Yesterday morning, I had a great dawn run. The skies were pink, the seas a calm, glassy blue. Mist was silently drifting across the ocean, while stealthy swells crashed onto the beaches breaking the stillness with their violent thunder. The boats and freighters anchored on the sea side looked like they were forever captured in ice or resin. Palm trees were silhouetted against the brightening skies...Just as I was becoming hypnotized by all of this, the sun came up in blazing orange and woke me back up. What an awesome way to greet the day!

Last night we went to our first slab party. A fellow hasher, and British consulate, had a bunch of people to hang out on what's been built of one of his houses so far. Sorry about the blur, but I had to use Mike's camera and apparently didn't have the touch.

This is Peter (or Petah - said with a very British accent).

He even had some grub. We brought our 5-minute olive dip and some bar mix we bought in St Martin back in the day. I haven't seen doughnuts in about 3 years and these were huge! Michael was singing the praises of the chocolate covered, jellied doughnut and was singing the praises of this item for the rest of the night. I see Ritual's trips for him in the future. And pictures of an ever widening Michael for us.

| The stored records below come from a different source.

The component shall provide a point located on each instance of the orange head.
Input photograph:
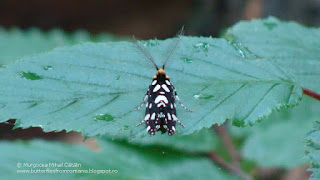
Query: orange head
(161, 75)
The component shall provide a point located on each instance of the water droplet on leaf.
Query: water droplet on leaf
(47, 68)
(186, 60)
(104, 117)
(30, 75)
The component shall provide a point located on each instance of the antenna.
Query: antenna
(145, 52)
(179, 34)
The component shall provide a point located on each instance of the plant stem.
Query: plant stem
(229, 167)
(311, 93)
(227, 141)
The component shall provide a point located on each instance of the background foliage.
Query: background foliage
(256, 69)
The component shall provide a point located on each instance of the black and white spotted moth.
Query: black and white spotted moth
(160, 98)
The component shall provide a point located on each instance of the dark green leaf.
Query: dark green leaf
(130, 162)
(293, 47)
(94, 88)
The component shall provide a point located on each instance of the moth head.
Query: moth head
(161, 75)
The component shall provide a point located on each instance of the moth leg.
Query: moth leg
(181, 123)
(175, 119)
(143, 102)
(179, 101)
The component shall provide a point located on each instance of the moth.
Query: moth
(160, 98)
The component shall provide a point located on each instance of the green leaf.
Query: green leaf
(94, 88)
(293, 47)
(129, 161)
(200, 142)
(313, 151)
(15, 43)
(278, 141)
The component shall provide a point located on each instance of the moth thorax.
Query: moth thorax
(161, 75)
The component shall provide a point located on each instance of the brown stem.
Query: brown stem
(311, 93)
(227, 141)
(229, 167)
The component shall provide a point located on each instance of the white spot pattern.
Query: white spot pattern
(161, 98)
(169, 116)
(153, 116)
(174, 117)
(165, 88)
(168, 83)
(156, 88)
(154, 82)
(147, 117)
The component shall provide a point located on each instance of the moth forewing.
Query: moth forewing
(160, 98)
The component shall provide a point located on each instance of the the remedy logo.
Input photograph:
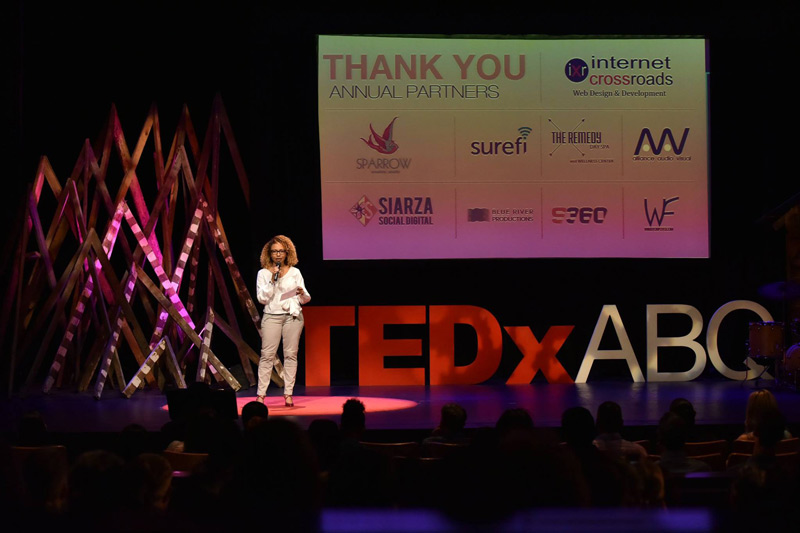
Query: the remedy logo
(500, 214)
(656, 214)
(581, 141)
(395, 211)
(518, 146)
(363, 210)
(383, 144)
(648, 149)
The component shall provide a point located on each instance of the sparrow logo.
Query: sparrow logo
(576, 70)
(647, 143)
(383, 144)
(363, 210)
(655, 218)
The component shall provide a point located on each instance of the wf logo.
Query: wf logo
(656, 216)
(662, 145)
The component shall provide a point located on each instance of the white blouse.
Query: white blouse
(270, 294)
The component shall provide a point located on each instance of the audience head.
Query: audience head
(254, 413)
(32, 430)
(759, 402)
(152, 482)
(609, 417)
(453, 417)
(324, 437)
(96, 483)
(769, 429)
(684, 408)
(672, 431)
(353, 417)
(514, 420)
(577, 426)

Of course, there were also beverages.

The almost-house has amazing views, presenting Peter the sea, the Peninsula (and Nevis), Basseterre (capital), and the rolling hills behind. It's really beautiful. The lot will actually have several rentals on it eventually. We might have to look into those if we're still here by then.

The full moon kept things pretty lit up, so we enjoyed the view the entire time.

His down-hill neighbors knew Peter was having this bash, so actually lit some fireworks for the occasion. They were actually pretty good! We oohed and aahed and applauded as appropriate. It was a lot of fun (except for the poor guy who had a centipede crawl up his shirt and bite him - ouch!).